The American soldier had no dog in the fight, and knew it.

The Fourth of July is not a celebration of the home team gaining independence by defeating the visitors, but, and I suppose this is why if feels weird to me, it is descendants of the people who lost the class war in America celebrating the fact that they managed to defeat a properly constituted parliamentary government in open warfare, using real bullets, without at some point turning those bullets against the grandees, riding around every major battle in brass buttons like targets, while barefoot soldiers took on their equally unfortunate counterparts.

If you don’t believe be, ask yourself if you would have been allowed to vote in the first presidential election, then look it up. Odds are that you would have been excluded, no matter who you are.

The great thing about baseball is that there are rules and regulations handed down over generations, tinkered with from time to time but essentially unchanged dating back to the game Walt Whitman saw Civil War soldiers fooling around with in their spare time.
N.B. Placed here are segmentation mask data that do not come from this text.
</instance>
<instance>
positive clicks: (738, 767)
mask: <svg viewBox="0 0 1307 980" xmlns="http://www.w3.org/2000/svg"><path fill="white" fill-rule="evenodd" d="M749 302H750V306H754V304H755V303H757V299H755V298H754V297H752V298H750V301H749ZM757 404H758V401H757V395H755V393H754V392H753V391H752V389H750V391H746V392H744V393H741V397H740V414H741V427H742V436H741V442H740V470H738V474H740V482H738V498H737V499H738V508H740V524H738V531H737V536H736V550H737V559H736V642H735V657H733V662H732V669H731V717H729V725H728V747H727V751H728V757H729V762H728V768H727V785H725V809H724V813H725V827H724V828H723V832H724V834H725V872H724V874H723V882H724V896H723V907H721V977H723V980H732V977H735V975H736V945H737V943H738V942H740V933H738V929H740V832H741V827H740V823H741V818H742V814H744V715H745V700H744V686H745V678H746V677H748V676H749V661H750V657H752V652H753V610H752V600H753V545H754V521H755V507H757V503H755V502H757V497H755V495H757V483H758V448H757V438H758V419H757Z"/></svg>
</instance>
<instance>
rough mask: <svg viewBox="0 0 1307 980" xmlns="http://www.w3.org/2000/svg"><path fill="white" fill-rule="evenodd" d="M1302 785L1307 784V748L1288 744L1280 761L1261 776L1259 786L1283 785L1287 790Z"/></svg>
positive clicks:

Tim O’Brien could use baseball as a meaningful metaphor while writing his stories about the Vietnam war because to do so harkened to a much ballyhooed and romanticized past. His fire-dropped GI’s could fraternize a quick game of fast pitch against the VC with nothing more than some duffel bags to use for bases and a flat stretch of rice paddy, because, once they agreed it was baseball, they agreed there were rules. Unlike real life, people are not generally allowed to flout the rules, arrogantly declare themselves in power, and take over. The fans won’t stand for it, and the commissioner always takes some sort of action.

The other thing baseball allows for is for the permanently downtrodden, say the Cubs, to suddenly become elite, powerful, and influential, through careful planning, thorough scouting, and practicing the fundamentals. In real life doing those things just means you’re a bigger sucker than you looked like.

In politics, it’s the worst move you can make.